Before you start trembling with fear at what that means when evil programmers start to contribute malicious code… remember, this will be the bleeding edge version, downloadable additionally to LL’s regular SL client. LL will surely warn everybody about the lack of support or guarantees on the “bleeding edge” version. Also — this will be peer-reviewed code, from a community of developers. Just like Wikipedia pages are subject to vandalism, since anyone can edit them, but the Wikipedia editors are always alert and revert the changes, LL’s “bleeding edge” version will also be subject to revision by a lot of people too — beyond LL’s own teams, of course. They’ll be able to change things quickly back. And, ultimately, it will be LL monitoring and supervising the procedure: e.g. instead of taking months to approve a harmless patch, they will allow any patch to be quickly implemented, but also quickly remove malicious or broken patches.
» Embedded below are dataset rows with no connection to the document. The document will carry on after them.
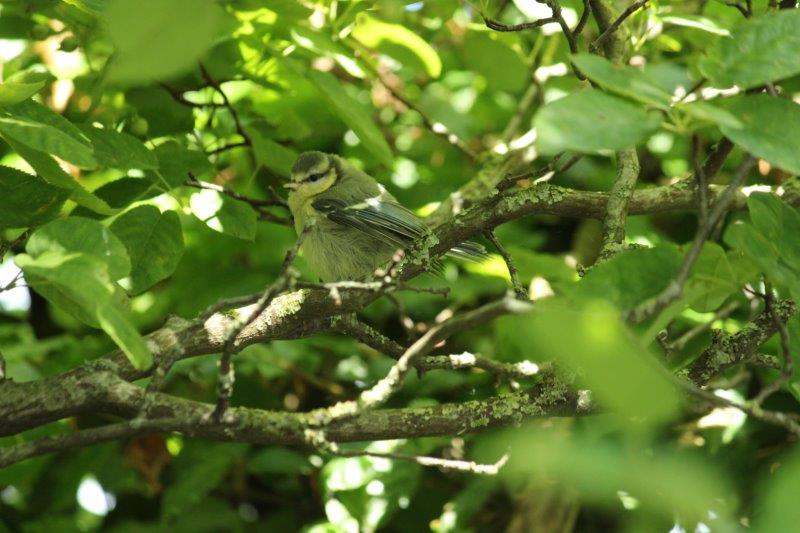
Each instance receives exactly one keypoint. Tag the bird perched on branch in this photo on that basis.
(358, 224)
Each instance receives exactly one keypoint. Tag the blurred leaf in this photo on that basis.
(708, 112)
(398, 42)
(712, 281)
(272, 155)
(154, 242)
(662, 481)
(770, 128)
(197, 470)
(37, 127)
(174, 165)
(278, 461)
(696, 22)
(46, 167)
(119, 150)
(777, 508)
(760, 50)
(27, 200)
(611, 362)
(590, 120)
(83, 235)
(80, 285)
(771, 240)
(622, 79)
(224, 214)
(163, 114)
(14, 92)
(630, 277)
(502, 67)
(155, 40)
(352, 113)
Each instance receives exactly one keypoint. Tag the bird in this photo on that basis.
(358, 225)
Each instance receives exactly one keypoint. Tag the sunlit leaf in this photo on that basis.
(589, 121)
(27, 200)
(770, 128)
(154, 242)
(156, 40)
(761, 49)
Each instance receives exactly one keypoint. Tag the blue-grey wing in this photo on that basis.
(387, 220)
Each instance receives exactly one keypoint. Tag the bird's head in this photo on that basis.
(312, 174)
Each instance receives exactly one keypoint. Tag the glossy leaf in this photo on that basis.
(156, 40)
(590, 121)
(399, 42)
(119, 150)
(770, 128)
(82, 235)
(39, 128)
(760, 50)
(224, 214)
(353, 114)
(154, 242)
(27, 200)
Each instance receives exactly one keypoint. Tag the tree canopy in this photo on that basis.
(624, 359)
After all, big open source projects like Apache, MySQL, all the Linux/FreeBSD distributions, Mono, and even WebKit (also known as Safari under the Mac) work exactly that way — in some cases with big brands (like Novell or Apple) behind those projects, contributing with resources and validation. And these projects work. SL’s client is a tiny project compared to any of those, and it will not be too hard to keep it properly under control.

And obviously, if you are trembling in fear from the power of open source software, you’ll always be able to safely download that old, boring, painfully slow, bug-ridden, but official, stable version — where Linden developers approve each line of code after months and months of excruciatingly slow testing 🙂

Kudos to Jacek Antonelli on Plurk for the link!